Le SR-71 décollait les réservoirs de carburant bien loin d’être remplis afin d’améliorer les performances mais aussi pour avoir une faible masse au décollage (MTOW ou Maximum Take-Off Weight) et réduire les contraintes sur la structure en cas d’atterrissage d’urgence. Dans le même ordre d’idées, les trains étaient rapidement rentrés sitôt l’avion en vol.

Un premier ravitaillement se déroulait en général à l’altitude de 24000 ft (soit 7300 m) à Mach 0.9. Les ravitaillements suivants s’effectuaient après une pointe de vitesse à Mach 3 qui permettait à la structure de l’avion de se dilater et d’assurer ainsi l’étanchéité des réservoirs.
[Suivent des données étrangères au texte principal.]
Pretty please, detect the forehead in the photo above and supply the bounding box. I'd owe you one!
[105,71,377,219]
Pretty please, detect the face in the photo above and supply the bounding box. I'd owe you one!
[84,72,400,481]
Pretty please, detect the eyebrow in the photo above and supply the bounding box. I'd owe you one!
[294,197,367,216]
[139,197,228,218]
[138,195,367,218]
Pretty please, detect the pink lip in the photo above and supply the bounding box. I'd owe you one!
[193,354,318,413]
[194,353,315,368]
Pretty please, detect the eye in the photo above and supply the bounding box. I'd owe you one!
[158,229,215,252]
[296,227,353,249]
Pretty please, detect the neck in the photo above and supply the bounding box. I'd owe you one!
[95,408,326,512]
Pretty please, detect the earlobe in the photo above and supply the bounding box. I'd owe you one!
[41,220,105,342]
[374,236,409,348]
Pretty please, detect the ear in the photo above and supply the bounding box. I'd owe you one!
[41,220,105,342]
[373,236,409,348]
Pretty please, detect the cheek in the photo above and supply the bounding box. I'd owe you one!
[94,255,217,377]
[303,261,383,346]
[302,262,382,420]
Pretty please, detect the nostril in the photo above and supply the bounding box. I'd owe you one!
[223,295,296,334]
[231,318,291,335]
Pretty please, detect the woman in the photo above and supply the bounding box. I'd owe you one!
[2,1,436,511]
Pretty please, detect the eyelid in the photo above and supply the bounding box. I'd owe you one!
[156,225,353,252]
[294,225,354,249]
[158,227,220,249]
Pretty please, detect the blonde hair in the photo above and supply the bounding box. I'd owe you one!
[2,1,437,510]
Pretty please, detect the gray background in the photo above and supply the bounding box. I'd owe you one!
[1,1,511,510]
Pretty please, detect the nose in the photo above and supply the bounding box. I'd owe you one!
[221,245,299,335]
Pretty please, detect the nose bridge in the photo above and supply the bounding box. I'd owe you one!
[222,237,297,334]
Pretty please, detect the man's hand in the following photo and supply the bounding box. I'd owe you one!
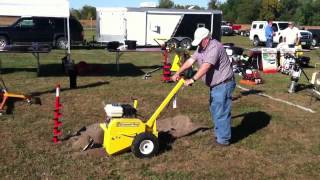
[171,73,180,82]
[184,79,194,86]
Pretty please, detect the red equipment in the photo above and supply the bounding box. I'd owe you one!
[53,84,62,143]
[162,49,172,82]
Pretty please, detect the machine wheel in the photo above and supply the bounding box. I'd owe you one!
[56,37,68,49]
[253,36,260,47]
[0,36,8,49]
[312,37,318,47]
[131,132,159,158]
[180,38,192,50]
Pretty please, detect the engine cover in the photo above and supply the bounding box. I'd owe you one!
[104,104,137,118]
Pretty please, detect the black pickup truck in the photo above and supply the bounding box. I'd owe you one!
[0,17,84,49]
[307,29,320,47]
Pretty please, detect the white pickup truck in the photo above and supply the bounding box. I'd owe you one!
[249,21,312,49]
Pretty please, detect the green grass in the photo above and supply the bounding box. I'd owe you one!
[0,34,319,179]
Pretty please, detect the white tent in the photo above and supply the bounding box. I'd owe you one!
[0,0,71,54]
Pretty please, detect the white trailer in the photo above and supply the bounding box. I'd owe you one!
[96,7,222,48]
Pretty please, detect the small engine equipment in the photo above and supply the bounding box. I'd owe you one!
[224,43,262,85]
[104,104,137,120]
[280,53,296,75]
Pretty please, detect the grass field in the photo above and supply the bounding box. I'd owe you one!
[0,34,320,179]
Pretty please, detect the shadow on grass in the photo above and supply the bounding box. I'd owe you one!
[1,63,147,77]
[158,127,213,154]
[4,97,40,115]
[295,84,314,93]
[240,89,264,96]
[30,81,109,96]
[231,111,271,144]
[158,132,176,154]
[231,89,265,101]
[0,67,37,74]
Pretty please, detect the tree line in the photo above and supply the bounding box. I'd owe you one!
[71,0,320,26]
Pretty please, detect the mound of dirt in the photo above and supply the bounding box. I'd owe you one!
[68,115,208,157]
[70,123,103,151]
[157,114,205,138]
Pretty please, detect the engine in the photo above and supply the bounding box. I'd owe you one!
[104,104,137,119]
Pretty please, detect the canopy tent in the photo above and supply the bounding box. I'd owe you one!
[0,0,71,54]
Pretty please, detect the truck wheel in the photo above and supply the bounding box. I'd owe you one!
[56,37,68,49]
[180,38,192,50]
[166,38,179,49]
[253,36,260,47]
[312,38,318,47]
[279,37,283,43]
[0,36,8,49]
[131,132,159,158]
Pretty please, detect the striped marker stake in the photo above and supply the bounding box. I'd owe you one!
[53,84,62,143]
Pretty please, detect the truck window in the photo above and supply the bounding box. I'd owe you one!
[17,19,34,28]
[272,24,278,32]
[252,24,257,29]
[258,24,263,29]
[278,23,289,30]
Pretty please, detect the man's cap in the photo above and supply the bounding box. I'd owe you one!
[192,27,210,46]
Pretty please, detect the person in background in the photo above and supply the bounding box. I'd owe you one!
[171,27,236,146]
[283,22,301,48]
[265,19,275,48]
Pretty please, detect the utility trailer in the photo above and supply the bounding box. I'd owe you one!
[96,7,222,48]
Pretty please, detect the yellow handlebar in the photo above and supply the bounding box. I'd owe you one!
[146,79,185,128]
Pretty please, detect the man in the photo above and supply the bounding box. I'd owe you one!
[283,22,301,48]
[171,27,236,146]
[265,20,275,48]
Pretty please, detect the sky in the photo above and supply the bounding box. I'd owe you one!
[70,0,223,9]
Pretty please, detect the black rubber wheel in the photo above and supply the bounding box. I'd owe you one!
[279,37,283,43]
[166,38,179,49]
[0,36,8,49]
[131,132,159,158]
[180,38,192,50]
[56,37,68,49]
[253,36,260,47]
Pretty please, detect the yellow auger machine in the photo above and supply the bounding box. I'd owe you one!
[100,79,185,158]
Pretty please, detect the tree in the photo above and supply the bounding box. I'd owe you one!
[219,0,238,23]
[208,0,218,9]
[80,5,96,20]
[278,0,299,21]
[158,0,174,8]
[259,0,281,20]
[70,9,81,19]
[236,0,261,23]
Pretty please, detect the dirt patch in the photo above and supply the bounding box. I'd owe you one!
[67,115,207,157]
[157,114,207,138]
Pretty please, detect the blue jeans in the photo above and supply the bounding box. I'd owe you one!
[266,39,273,48]
[209,80,236,145]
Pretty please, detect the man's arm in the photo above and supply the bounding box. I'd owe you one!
[296,30,301,45]
[171,57,196,81]
[192,63,211,81]
[184,62,211,86]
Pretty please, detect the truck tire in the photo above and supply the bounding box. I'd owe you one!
[312,37,318,47]
[131,132,159,158]
[0,36,8,49]
[56,37,68,49]
[253,36,260,47]
[279,37,283,43]
[166,38,179,49]
[180,38,192,50]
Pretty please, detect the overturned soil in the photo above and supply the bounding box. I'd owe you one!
[66,115,208,157]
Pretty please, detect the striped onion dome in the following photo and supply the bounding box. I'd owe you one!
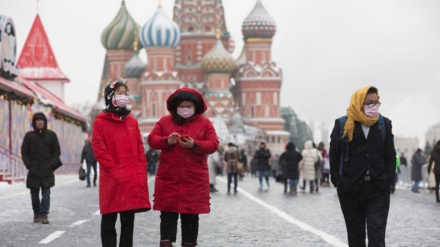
[124,53,145,78]
[101,1,143,50]
[202,39,237,74]
[139,5,180,47]
[242,0,276,39]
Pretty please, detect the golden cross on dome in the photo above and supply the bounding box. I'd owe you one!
[216,15,221,39]
[133,31,138,51]
[158,0,162,7]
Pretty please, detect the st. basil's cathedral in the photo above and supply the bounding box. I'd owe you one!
[98,0,290,155]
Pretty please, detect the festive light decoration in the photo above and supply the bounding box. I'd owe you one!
[52,110,87,131]
[0,89,33,106]
[0,88,86,131]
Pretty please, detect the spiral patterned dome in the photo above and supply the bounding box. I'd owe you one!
[139,6,181,47]
[124,53,145,78]
[101,1,142,50]
[202,39,237,74]
[242,0,276,39]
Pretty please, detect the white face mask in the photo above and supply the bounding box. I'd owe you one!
[363,105,379,118]
[177,107,195,118]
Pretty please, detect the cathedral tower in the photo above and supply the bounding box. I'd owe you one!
[100,0,142,98]
[236,0,283,131]
[201,27,237,118]
[138,2,181,132]
[173,0,231,88]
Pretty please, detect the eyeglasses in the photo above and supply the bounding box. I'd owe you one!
[363,101,381,108]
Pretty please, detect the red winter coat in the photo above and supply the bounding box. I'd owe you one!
[148,88,219,214]
[92,112,151,214]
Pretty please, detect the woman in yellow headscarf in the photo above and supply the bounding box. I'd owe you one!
[343,86,380,142]
[329,86,396,247]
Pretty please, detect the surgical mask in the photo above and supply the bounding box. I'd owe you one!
[177,107,195,118]
[363,105,379,118]
[115,95,129,108]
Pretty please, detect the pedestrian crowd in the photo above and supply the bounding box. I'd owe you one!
[20,83,440,247]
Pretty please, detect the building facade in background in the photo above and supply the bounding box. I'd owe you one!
[97,0,293,155]
[0,14,86,183]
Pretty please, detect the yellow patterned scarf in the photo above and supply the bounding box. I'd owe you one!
[343,86,380,142]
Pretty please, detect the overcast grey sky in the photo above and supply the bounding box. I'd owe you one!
[2,0,440,146]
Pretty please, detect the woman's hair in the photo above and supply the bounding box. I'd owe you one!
[168,91,203,125]
[285,142,296,151]
[367,86,378,94]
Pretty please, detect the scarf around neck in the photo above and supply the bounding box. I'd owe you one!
[343,86,380,142]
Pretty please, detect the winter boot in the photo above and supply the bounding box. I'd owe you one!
[289,187,297,195]
[40,216,49,224]
[209,184,218,193]
[160,240,173,247]
[33,214,40,223]
[182,243,196,247]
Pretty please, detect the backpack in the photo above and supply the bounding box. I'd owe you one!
[338,114,385,176]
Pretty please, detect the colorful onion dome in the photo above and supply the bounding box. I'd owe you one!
[139,5,180,48]
[242,0,276,39]
[202,39,237,74]
[124,53,145,78]
[101,1,143,50]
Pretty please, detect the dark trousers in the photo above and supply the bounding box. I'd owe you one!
[227,173,238,192]
[435,173,440,202]
[30,187,50,217]
[101,210,135,247]
[160,211,199,245]
[86,161,97,186]
[338,182,390,247]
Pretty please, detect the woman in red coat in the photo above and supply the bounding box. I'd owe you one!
[92,81,151,247]
[148,88,219,247]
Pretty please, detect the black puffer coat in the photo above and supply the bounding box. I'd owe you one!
[254,148,271,171]
[21,112,61,189]
[279,143,303,179]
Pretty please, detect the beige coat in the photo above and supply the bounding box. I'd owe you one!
[300,140,319,181]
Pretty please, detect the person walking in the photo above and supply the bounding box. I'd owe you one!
[329,86,396,247]
[147,88,219,247]
[21,112,62,224]
[224,142,240,194]
[146,148,159,176]
[253,142,272,191]
[428,141,440,202]
[320,148,331,188]
[80,135,97,187]
[399,152,407,167]
[299,140,319,193]
[208,147,222,193]
[239,148,248,176]
[411,148,425,193]
[279,142,303,194]
[391,151,401,193]
[92,81,151,247]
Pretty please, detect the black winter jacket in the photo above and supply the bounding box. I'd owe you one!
[254,148,271,171]
[81,141,96,164]
[21,112,61,189]
[428,143,440,175]
[329,116,396,193]
[279,150,303,179]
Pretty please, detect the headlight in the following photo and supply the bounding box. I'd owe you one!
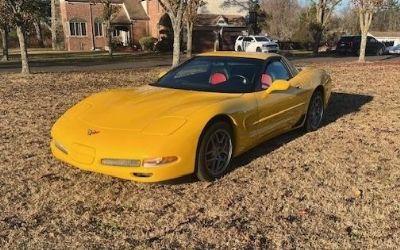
[143,156,178,168]
[101,159,141,167]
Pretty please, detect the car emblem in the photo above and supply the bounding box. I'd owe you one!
[87,129,100,136]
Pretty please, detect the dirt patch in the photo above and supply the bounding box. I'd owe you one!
[0,63,399,249]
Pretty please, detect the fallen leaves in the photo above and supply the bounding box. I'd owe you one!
[0,62,399,249]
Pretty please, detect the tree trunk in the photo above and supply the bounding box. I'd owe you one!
[358,10,373,63]
[359,32,367,63]
[1,27,9,61]
[34,22,45,48]
[312,29,323,55]
[16,26,30,74]
[186,22,193,59]
[172,23,181,67]
[106,20,113,56]
[51,0,58,50]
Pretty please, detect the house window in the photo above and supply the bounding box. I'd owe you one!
[69,22,87,37]
[94,22,103,37]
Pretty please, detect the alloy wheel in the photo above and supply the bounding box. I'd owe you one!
[309,94,324,129]
[204,129,232,176]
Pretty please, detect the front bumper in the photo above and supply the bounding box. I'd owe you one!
[262,48,279,53]
[50,139,194,183]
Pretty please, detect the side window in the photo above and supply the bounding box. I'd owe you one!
[281,57,298,77]
[243,37,250,42]
[266,61,290,82]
Les SR-71 furent mis à la retraite en 1990…Le #64-17960 fut l’auteur du dernier vol officiel pour l’US Air Force le 26 janvier 1990. Restaient alors les vols vers les musées pour une retraite bien méritée !

Ainsi, le 12 février 1990, le Blackbird ♯64-17968 fut retiré du service après 2279 heures de vol. Le 26 avril 1971, ce SR-71 avait effectué un test d’endurance parcourant 15 000 miles (soit environ 24 000 km) en 10 heures 30 minutes. Les réacteurs J58-JT11D-20 et la cellule avaient été éprouvés lors de ce vol (…l’équipage aussi sans doute !). Cinq ravitaillements en vol furent nécessaires.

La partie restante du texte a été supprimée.